Projecting Unrealistic Cash Flow
The most common mistake with performing a business valuation is unrealistic cash flow projections vs. the discount rate being used in the discounted future cash flow analysis. Aggressive growth projections carry high risk factors and prompt an increase in the discount rate used – required rate of returned. This is the scenario when the projections are not supported by good market research and the analysis of the business.

Using an Earnings Multiple
Using a fixed discount or capitalization rate with many different earning streams is another common mistake that you want to avoid at all costs when valuating a business. The discount or capitalization rate will increase as the earnings ladder does – net income up to pre-tax income up to EBIT up to EBITDA, etc.

Emphasis with Using EBITDA
You want to use caution when you use EBITDA because of the requirements for above average projected working capital or capital expenditures. Remember that a discount free cash flow analysis should always be completed as everything revolves around available capital. A short-term projection will always be one that eliminates taxes, depreciation and amortization. When you sell a business to an owner, taxes will have to be paid on that business down the line; therefore, it will have to replace depreciated tangible and amortized intangible property.

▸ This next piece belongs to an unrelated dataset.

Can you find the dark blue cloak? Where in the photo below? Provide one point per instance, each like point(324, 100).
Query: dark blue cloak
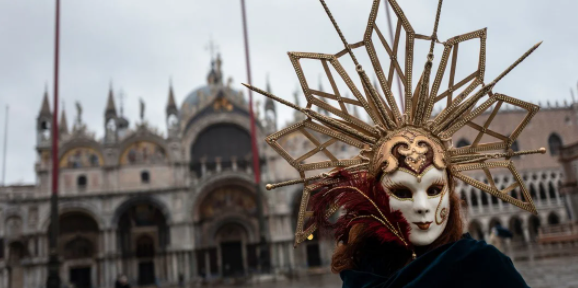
point(465, 263)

Apply the Comparable Company Method
Remember that no two businesses are alike in both financial and operational structure. Therefore, be warned when you perform the comparable company method unless thorough and correct research is done to assure that the businesses being used as a comparison are in fact similar in structure to the actual business that’s being valued.

Applying Adjustments to Earning Streams
You want to avoid overusing add-backs or adjustments to the earning streams such as non-recurring income or expense and officer salary adjustment. Many sellers will add back actual business expenses and leave non-recurring income, when it should be the other way around. Additionally, they will adjust officer salary to below industry averages. Ask yourself if you would take a $50,000 annual salary to run a $10 million business?